Del resto, alla conferenza stampa di presentazione, dopo aver visto l’imponenza e la bellezza della mostra, nessuno degli oltre 120 giornalisti presenti, molti dei quali giunti per raccontare la realizzazione di un «disastro», ha avuto il coraggio di fare qualche domanda scomoda, essendo impossibile non elogiare la mostra. Lunedì scorso l’inaugurazione, con lunghe file all’entrata, ha visto la partecipazione di 1200 persone trasformandola in un evento che non ha precedenti, vitale, gioioso, frenetico.

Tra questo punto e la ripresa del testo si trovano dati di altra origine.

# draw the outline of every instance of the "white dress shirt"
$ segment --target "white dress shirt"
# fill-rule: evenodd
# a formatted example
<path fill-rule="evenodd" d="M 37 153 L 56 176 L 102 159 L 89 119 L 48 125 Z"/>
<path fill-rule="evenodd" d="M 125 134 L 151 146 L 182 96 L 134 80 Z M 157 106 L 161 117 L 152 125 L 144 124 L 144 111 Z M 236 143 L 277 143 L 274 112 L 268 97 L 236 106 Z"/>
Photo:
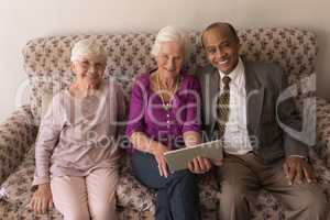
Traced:
<path fill-rule="evenodd" d="M 220 72 L 220 78 L 226 76 Z M 242 155 L 252 151 L 246 127 L 246 91 L 245 91 L 245 73 L 242 59 L 239 59 L 237 67 L 227 75 L 231 78 L 230 100 L 229 100 L 229 119 L 226 123 L 223 134 L 224 151 L 229 154 Z M 221 91 L 223 84 L 220 81 Z"/>

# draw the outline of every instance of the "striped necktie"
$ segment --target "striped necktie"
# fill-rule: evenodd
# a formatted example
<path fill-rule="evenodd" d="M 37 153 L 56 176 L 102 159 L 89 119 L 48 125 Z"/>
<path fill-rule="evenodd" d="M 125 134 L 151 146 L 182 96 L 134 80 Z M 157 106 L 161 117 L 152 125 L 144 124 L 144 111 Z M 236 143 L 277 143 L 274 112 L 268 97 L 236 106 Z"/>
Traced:
<path fill-rule="evenodd" d="M 222 77 L 222 92 L 218 98 L 218 129 L 219 129 L 219 139 L 221 139 L 224 134 L 226 123 L 229 118 L 229 99 L 230 99 L 230 89 L 229 82 L 231 78 L 229 76 Z"/>

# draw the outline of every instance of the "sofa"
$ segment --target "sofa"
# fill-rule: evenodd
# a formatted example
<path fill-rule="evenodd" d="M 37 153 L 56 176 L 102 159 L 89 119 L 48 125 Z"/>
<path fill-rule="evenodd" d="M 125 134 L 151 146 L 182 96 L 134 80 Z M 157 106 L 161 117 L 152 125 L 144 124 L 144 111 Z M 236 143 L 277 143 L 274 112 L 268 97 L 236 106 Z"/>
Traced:
<path fill-rule="evenodd" d="M 315 94 L 317 41 L 312 32 L 299 29 L 240 29 L 241 53 L 249 59 L 279 64 L 296 89 L 295 100 L 308 116 L 310 162 L 318 182 L 330 199 L 330 103 Z M 186 68 L 195 73 L 207 64 L 199 44 L 198 31 L 189 32 L 191 54 Z M 56 209 L 35 215 L 29 208 L 33 194 L 34 143 L 41 116 L 50 97 L 65 89 L 73 80 L 69 69 L 70 48 L 81 38 L 94 38 L 108 52 L 106 77 L 119 81 L 130 97 L 135 76 L 155 67 L 150 51 L 155 33 L 64 35 L 34 38 L 23 48 L 24 70 L 30 81 L 29 103 L 16 109 L 0 124 L 0 219 L 63 219 Z M 198 74 L 198 73 L 196 73 Z M 4 103 L 2 103 L 4 105 Z M 124 102 L 122 105 L 127 105 Z M 314 125 L 316 120 L 316 125 Z M 200 200 L 204 220 L 217 219 L 218 185 L 211 176 L 200 176 Z M 132 175 L 130 160 L 123 154 L 117 189 L 120 219 L 154 219 L 155 191 L 141 185 Z M 261 191 L 253 207 L 253 219 L 286 219 L 282 205 L 266 191 Z"/>

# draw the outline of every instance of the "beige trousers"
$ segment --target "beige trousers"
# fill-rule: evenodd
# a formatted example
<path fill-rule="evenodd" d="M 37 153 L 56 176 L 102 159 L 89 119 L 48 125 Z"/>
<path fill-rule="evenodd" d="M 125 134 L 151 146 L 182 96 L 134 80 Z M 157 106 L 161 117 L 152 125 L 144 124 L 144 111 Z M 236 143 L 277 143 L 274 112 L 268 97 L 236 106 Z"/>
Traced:
<path fill-rule="evenodd" d="M 220 220 L 251 219 L 251 206 L 260 189 L 271 193 L 285 208 L 288 220 L 326 220 L 329 210 L 326 196 L 317 184 L 288 184 L 283 160 L 271 165 L 254 153 L 242 156 L 226 154 L 218 169 Z"/>
<path fill-rule="evenodd" d="M 117 220 L 117 183 L 116 168 L 99 168 L 85 177 L 53 177 L 54 205 L 65 220 Z"/>

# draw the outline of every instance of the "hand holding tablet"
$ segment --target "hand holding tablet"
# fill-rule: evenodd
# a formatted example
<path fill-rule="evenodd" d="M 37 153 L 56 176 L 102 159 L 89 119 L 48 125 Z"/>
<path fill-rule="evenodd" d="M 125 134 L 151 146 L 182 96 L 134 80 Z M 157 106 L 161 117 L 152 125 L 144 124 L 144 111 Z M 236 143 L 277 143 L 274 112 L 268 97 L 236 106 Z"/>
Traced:
<path fill-rule="evenodd" d="M 223 158 L 220 140 L 198 144 L 191 147 L 174 150 L 164 153 L 170 173 L 188 168 L 188 162 L 195 157 L 206 157 L 212 162 Z"/>

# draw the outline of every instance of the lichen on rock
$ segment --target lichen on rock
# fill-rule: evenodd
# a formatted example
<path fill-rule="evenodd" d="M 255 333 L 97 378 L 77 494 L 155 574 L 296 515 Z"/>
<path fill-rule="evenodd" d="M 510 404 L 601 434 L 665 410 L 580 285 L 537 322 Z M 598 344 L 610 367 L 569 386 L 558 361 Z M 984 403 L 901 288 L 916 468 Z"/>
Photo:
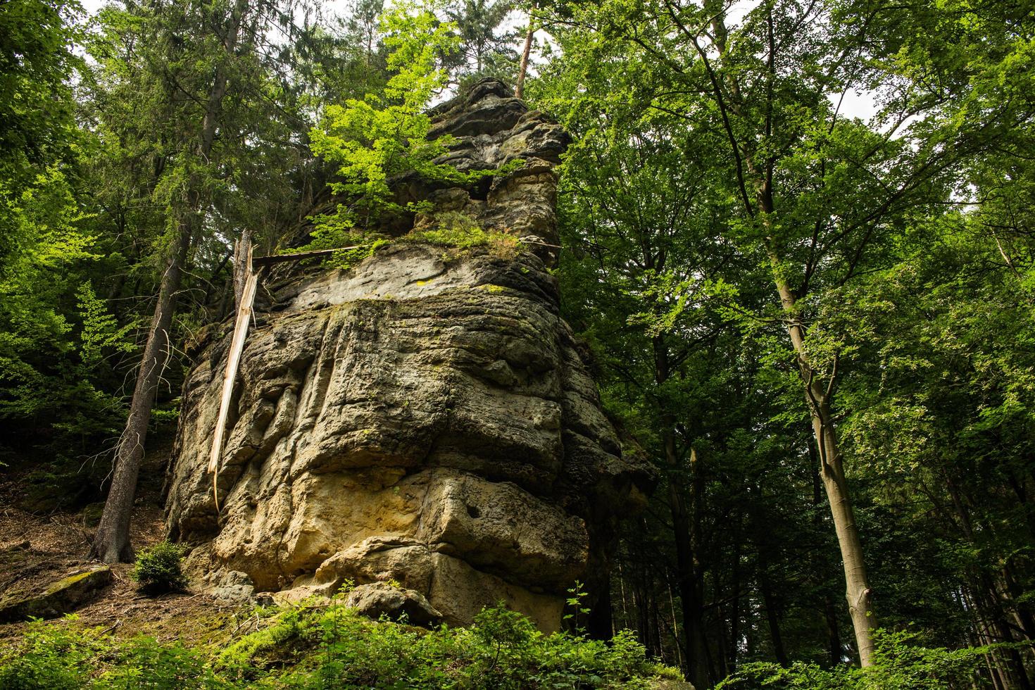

Chi era presente, come il sottoscritto, può testimoniare l’incredulità e l’entusiasmo dei visitatori chiamati a percorrere fra innumerevoli capolavori le 26 sale della mostra, distribuite in quasi 4000 metri quadrati. Molti si chiedevano, di fronte alla bellezza della rassegna, come fosse stata possibile una campagna denigratoria e diffamatrice così intollerante e pretestuosa. Come dimenticare che un quotidiano attento ai «Fatti» (ad intenditor poche parole) aveva sostenuto che la mostra fosse costata addirittura trecento milioni di euro, come fosse una porzione di manovra finanziaria? Il costo reale è stato di 1,5 milioni di euro e di fronte al risultato ottenuto pare addirittura poco. I giornaloni del gruppo GEDI si stanno dedicando da mesi a questa mostra con l’obiettivo, ormai miseramente fallito, di farla saltare, definendola impresentabile, imbarazzante, ecc. e arrivando al punto di affermare castronerie varie fra le quali spicca quella che non sarebbe arrivata in prestito nessuna opera dall’America, mentre ce ne sono ben cinque, capolavori assoluti provenienti dal Moma e dal Metropolitan di New York e da Philadelphia. Il giorno dopo l’inaugurazione, non potendo negare apertamente il successo epocale della mostra, il quotidiano fondato da Eugenio Scalfari ha cercato di sminuire

 

 

«Il Tempo del Futurismo» dicendo che è «una mostra formato famiglia», senza capire che questo è un elogio e che proprio questa distanza siderale dalla gente porterà la sinistra a subire ancora una sequela di sonore sconfitte. Uno storico dell’arte esperto solo di pittura barocca e noto per la sua faziosità su La7 ha sdegnosamente annunciato che non l’avrebbe visitata salvo attaccarla come «mostra di regime». «Gli obiettivi principali – dice con entusiasmo il curatore – sono quelli di coinvolgere, emozionare, parlare a un pubblico ampio, con un’attenzione speciale ai giovani che quasi sempre a scuola non studiano il Futurismo artistico ma tutt’al più quello letterario con rapidi cenni sommari. Questa non è una mostra polverosa, accademica, che i futuristi stessi non avrebbero sopportato, ma un’esperienza che può coinvolgere chiunque, vivace, inclusiva, perfino divertente. È una mostra di stati d’animo, perché è una sorta di cavalcata tra paesaggi emotivi e intellettuali diversi. È una mostra che non ha paura di essere didattica e chiara». Non a caso, mettendo in scena la sera dell’inaugurazione un elettrizzante dibattito con Marcello Veneziani dedicato a quel genio assoluto di Filippo Tommaso Marinetti e organizzato da Federico Palmaroli, un grande storico come Giordano Bruno Guerri ha definito la mostra di grande impatto come una locomotiva che ti viene addosso. Solo nella giornata di sabato si sono avuti quasi 1800 visitatori e ieri oltre duemila. Nel fine settimana la mostra può arrivare a tremila visitatori al giorno e nei giorni feriali non sono ancora iniziate le visite per le scuole, di cui sono giunte massicce prenotazioni. Giorno dopo giorno stanno crescendo i numeri dei visitatori stranieri. Eppure, non sono ancora finiti gli ululati sguaiati di tutti quelli che finora si sono adoperati con grande impegno a denigrare e sminuire la mostra, incapaci di rassegnarsi di fronte all’evidenza di un successo senza precedenti che sta rendendo finalmente popolare, nel senso migliore del termine, il nostro più rivoluzionario movimento d’avanguardia artistica, quello che tutto il mondo ammira e che è patrimonio di tutti gli italiani. Tutto questo ribadisce una cosa semplice ma dimenticata dai radical chic: il pubblico ha sempre ragione.